Unable to train: TensorFlow version problems and cuBLAS issue #3

necrashter · 2024-03-12T09:04:42Z

Firstly, thank you for making this open-source. I've been trying to replicate your paper in order to build on it, but I've failed to train the model using the instructions in the README.

py-aiger-sat dependency fails to install due to this issue, regardless of the environment. But it doesn't seem to be necessary for training the model.

Conda Install

In a new conda environment, I installed TensorFlow using pip. It pulled the version 2.16.1, which is newer than the version specified in setup.py: tensorflow>=2.1.0.

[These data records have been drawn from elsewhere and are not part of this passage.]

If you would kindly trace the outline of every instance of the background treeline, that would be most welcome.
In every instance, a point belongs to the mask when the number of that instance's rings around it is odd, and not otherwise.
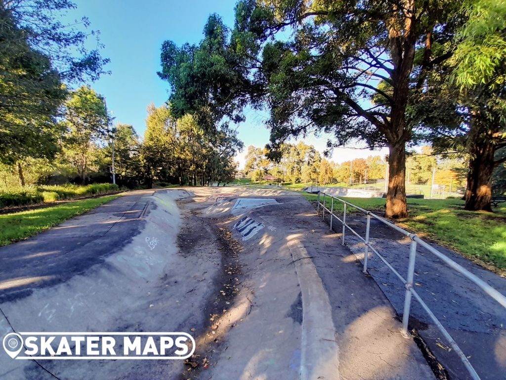
[[[290,183],[354,184],[375,183],[384,180],[387,174],[387,160],[379,156],[366,159],[357,158],[338,164],[322,158],[313,145],[301,142],[283,143],[275,160],[269,157],[265,148],[248,147],[242,174],[252,181],[260,181],[270,175],[278,182]],[[463,189],[466,183],[465,158],[450,158],[434,155],[428,146],[421,147],[421,153],[409,153],[406,160],[406,183],[408,184],[434,183]],[[435,172],[434,170],[435,169]],[[494,176],[499,181],[499,173]]]
[[[97,50],[86,48],[99,35],[86,17],[62,21],[75,7],[0,1],[0,207],[113,191],[117,185],[106,184],[113,172],[130,188],[233,178],[242,145],[226,123],[204,129],[191,116],[152,105],[143,138],[114,124],[104,97],[82,85],[105,73],[108,60],[98,38]]]
[[[311,132],[330,134],[329,147],[387,147],[393,217],[407,215],[407,149],[459,154],[465,208],[491,211],[506,162],[504,0],[240,0],[235,11],[230,26],[210,15],[198,44],[162,44],[176,115],[266,109],[273,158]]]

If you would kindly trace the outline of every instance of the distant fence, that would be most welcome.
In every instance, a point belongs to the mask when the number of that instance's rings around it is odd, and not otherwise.
[[[330,199],[329,201],[328,201],[329,199]],[[340,202],[343,205],[343,208],[344,209],[343,214],[342,215],[340,215],[340,216],[341,216],[342,219],[334,213],[334,201]],[[327,207],[327,203],[328,203],[328,202],[330,203],[330,208]],[[365,236],[364,238],[362,238],[360,235],[359,235],[358,233],[356,232],[356,231],[353,230],[346,223],[347,206],[348,206],[358,210],[363,213],[364,215],[366,215],[367,221],[366,223]],[[415,234],[411,234],[411,233],[401,229],[399,226],[394,224],[393,223],[391,223],[384,218],[382,218],[381,216],[378,216],[378,215],[373,214],[371,211],[364,210],[361,207],[359,207],[358,206],[356,206],[352,203],[350,203],[347,201],[342,199],[341,198],[334,195],[319,191],[318,192],[317,204],[317,209],[318,211],[319,211],[320,207],[322,208],[322,212],[324,219],[325,219],[325,212],[326,211],[327,212],[330,213],[330,230],[332,229],[332,224],[334,218],[341,222],[342,224],[343,235],[342,238],[343,245],[345,245],[345,237],[346,236],[347,229],[350,230],[350,231],[351,231],[353,235],[358,238],[365,245],[364,252],[364,267],[363,270],[364,273],[367,273],[367,259],[369,255],[369,250],[370,249],[370,250],[374,254],[377,256],[378,257],[379,257],[380,259],[385,263],[385,265],[386,265],[390,269],[390,270],[392,271],[394,274],[395,274],[399,278],[399,279],[402,281],[402,283],[404,284],[404,287],[406,290],[404,295],[404,310],[402,313],[403,333],[405,336],[409,336],[408,333],[408,322],[409,319],[409,312],[411,307],[411,297],[412,296],[414,297],[416,299],[416,300],[418,301],[420,306],[421,306],[422,308],[423,308],[423,309],[427,313],[431,319],[432,320],[434,324],[441,331],[443,335],[450,344],[452,348],[455,350],[455,352],[456,353],[460,360],[462,361],[462,362],[466,366],[466,369],[469,372],[471,377],[474,379],[474,380],[481,380],[479,375],[478,375],[478,373],[475,370],[474,368],[473,368],[472,365],[469,362],[469,360],[468,360],[467,357],[466,357],[466,355],[462,352],[460,347],[458,347],[458,345],[456,344],[456,343],[455,343],[455,340],[453,340],[453,338],[444,328],[439,320],[438,319],[437,317],[434,315],[425,302],[424,302],[424,300],[420,296],[420,295],[418,294],[418,293],[413,287],[413,280],[414,275],[415,261],[416,257],[417,245],[419,244],[422,247],[434,254],[437,257],[438,257],[438,258],[446,264],[450,268],[456,271],[465,277],[472,281],[475,283],[475,284],[477,285],[478,287],[481,289],[485,294],[490,296],[499,302],[499,303],[502,305],[505,309],[506,309],[506,297],[485,283],[482,280],[477,277],[476,275],[471,273],[463,267],[422,240]],[[386,259],[385,259],[385,258],[381,254],[380,254],[374,248],[374,247],[371,245],[369,239],[369,231],[370,230],[371,218],[374,218],[383,224],[392,229],[393,229],[394,230],[395,230],[411,239],[411,245],[409,249],[409,260],[408,263],[407,274],[405,279],[402,275],[401,275],[399,272],[394,268],[392,266],[390,263],[387,261]]]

Traceback (most recent call last):
  File "<frozen runpy>", line 198, in _run_module_as_main
  File "<frozen runpy>", line 88, in _run_code
  File "/home/ilker/deepltl/normal/deepltl/train/train_transformer.py", line 187, in <module>
    run()
  File "/home/ilker/deepltl/normal/deepltl/train/train_transformer.py", line 142, in run
    model = transformer.create_model(vars(params), training=True, custom_pos_enc=params.tree_pos_enc)
            ^^^^^^^^^^^^^^^^^^^^^^^^^^^^^^^^^^^^^^^^^^^^^^^^^^^^^^^^^^^^^^^^^^^^^^^^^^^^^^^^^^^^^^^^^
  File "/home/ilker/deepltl/normal/deepltl/models/transformer.py", line 31, in create_model
    predictions, _ = transformer(transformer_inputs, training)
                     ^^^^^^^^^^^^^^^^^^^^^^^^^^^^^^^^^^^^^^^^^
  File "/home/ilker/miniconda3/envs/spotltl/lib/python3.11/site-packages/keras/src/utils/traceback_utils.py", line 123, in error_handler
    raise e.with_traceback(filtered_tb) from None
  File "/home/ilker/miniconda3/envs/spotltl/lib/python3.11/site-packages/keras/src/layers/layer.py", line 723, in __call__
    raise ValueError(
ValueError: Only input tensors may be passed as positional arguments. The following argument value should be passed as a keyword argument: True (of type <class 'bool'>)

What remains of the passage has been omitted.